Lying on the Pacific Ocean side of the Transantarctic Mountains, West Antarctica comprises the Antarctic Peninsula (with Graham Land and Palmer Land) and Ellsworth Land, Marie Byrd Land and King Edward VII Land, offshore islands such as Adelaide Island, and ice shelves, notably the Filchner-Ronne Ice Shelf on the Weddell Sea, and the Ross Ice Shelf on the Ross Sea.

West Antarctica was named in the early 20th century. That usage became standard following the International Geophysical Year (1957–1958) and explorations which disclosed that the Transantarctic Mountains provide a useful regional border between West Antarctica and East Antarctica. The Advisory Committee on Antarctic Names approved the name in 1962.

West Antarctica is mostly covered by a massive ice sheet referred to as the West Antarctic Ice Sheet. In recent decades, this ice sheet has shown signs of decreasing mass.

The geologic history of West Antarctica was summarized in a 2020 publication.

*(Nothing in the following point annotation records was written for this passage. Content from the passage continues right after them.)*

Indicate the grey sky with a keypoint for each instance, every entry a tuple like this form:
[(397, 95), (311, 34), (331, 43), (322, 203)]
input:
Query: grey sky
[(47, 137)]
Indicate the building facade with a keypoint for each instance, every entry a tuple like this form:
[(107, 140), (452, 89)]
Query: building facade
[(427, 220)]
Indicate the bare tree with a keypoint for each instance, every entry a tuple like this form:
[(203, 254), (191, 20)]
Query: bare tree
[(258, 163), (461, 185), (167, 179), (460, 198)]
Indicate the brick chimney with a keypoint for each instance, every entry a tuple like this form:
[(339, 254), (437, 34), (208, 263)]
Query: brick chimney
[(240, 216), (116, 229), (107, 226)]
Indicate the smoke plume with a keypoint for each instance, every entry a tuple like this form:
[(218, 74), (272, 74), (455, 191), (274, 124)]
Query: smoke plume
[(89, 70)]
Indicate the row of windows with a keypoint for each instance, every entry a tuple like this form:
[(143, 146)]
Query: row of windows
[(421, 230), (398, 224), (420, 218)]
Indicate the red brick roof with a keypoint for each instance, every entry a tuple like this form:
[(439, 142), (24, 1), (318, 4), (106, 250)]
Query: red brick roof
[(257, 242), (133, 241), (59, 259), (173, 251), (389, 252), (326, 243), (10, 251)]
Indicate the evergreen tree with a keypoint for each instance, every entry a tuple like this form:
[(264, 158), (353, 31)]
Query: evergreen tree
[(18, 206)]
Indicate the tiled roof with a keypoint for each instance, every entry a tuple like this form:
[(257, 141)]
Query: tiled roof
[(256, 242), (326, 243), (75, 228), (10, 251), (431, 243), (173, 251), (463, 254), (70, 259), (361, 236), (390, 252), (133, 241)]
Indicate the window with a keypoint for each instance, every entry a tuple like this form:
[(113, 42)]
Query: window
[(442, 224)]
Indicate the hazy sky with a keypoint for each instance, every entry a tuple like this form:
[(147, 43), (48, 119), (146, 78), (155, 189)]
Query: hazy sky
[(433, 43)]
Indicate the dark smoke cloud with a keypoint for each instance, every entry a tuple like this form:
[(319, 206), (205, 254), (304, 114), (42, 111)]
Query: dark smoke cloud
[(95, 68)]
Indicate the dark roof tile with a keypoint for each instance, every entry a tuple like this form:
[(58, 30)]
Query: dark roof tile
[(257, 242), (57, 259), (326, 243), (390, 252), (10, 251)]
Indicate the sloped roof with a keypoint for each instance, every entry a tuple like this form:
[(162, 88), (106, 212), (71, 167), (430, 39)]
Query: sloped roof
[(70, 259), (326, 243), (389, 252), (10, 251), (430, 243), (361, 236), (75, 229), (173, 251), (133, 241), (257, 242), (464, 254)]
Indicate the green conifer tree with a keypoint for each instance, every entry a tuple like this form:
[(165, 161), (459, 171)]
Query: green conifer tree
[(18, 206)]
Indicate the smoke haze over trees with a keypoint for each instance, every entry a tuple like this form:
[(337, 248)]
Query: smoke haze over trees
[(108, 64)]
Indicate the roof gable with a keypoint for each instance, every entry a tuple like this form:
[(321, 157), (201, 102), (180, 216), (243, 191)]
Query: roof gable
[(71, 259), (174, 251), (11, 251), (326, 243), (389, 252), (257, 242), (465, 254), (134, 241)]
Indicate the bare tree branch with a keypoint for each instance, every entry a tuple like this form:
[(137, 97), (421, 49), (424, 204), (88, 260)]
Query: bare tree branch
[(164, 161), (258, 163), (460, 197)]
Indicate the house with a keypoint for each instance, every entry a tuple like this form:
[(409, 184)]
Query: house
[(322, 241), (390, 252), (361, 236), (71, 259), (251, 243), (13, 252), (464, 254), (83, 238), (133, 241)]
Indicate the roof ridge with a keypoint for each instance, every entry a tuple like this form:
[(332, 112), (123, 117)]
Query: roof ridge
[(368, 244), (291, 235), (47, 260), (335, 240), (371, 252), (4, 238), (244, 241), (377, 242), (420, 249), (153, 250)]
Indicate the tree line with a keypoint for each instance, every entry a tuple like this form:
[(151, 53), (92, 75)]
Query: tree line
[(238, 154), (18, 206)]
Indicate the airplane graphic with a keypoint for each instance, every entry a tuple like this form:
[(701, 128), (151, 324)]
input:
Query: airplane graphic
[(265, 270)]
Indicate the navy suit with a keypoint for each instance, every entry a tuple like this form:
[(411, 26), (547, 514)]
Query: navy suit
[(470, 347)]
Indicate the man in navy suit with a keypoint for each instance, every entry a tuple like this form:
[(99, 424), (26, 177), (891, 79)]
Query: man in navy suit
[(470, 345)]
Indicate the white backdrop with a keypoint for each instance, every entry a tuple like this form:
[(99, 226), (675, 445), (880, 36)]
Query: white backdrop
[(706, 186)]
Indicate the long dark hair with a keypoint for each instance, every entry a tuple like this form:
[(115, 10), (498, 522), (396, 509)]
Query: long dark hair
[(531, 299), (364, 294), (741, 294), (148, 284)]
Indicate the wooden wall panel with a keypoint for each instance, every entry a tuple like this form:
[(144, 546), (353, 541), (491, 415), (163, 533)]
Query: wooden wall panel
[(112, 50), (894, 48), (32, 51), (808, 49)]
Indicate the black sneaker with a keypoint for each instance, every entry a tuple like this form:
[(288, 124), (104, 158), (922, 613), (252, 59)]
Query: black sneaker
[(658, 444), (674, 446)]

==Marielandia Antarctic tundra==
The parts of West Antarctica not covered with ice (Antarctic oasis), which are the coasts of the Antarctic Peninsula, constitute a biodiversity region known as Marielandia Antarctic tundra (after Marie Byrd Land). This area has the warmest climate in Antarctica and the moss and lichen-covered rocks are free of snow during the summer months, although the weather is still intensely cold and the growing season very short.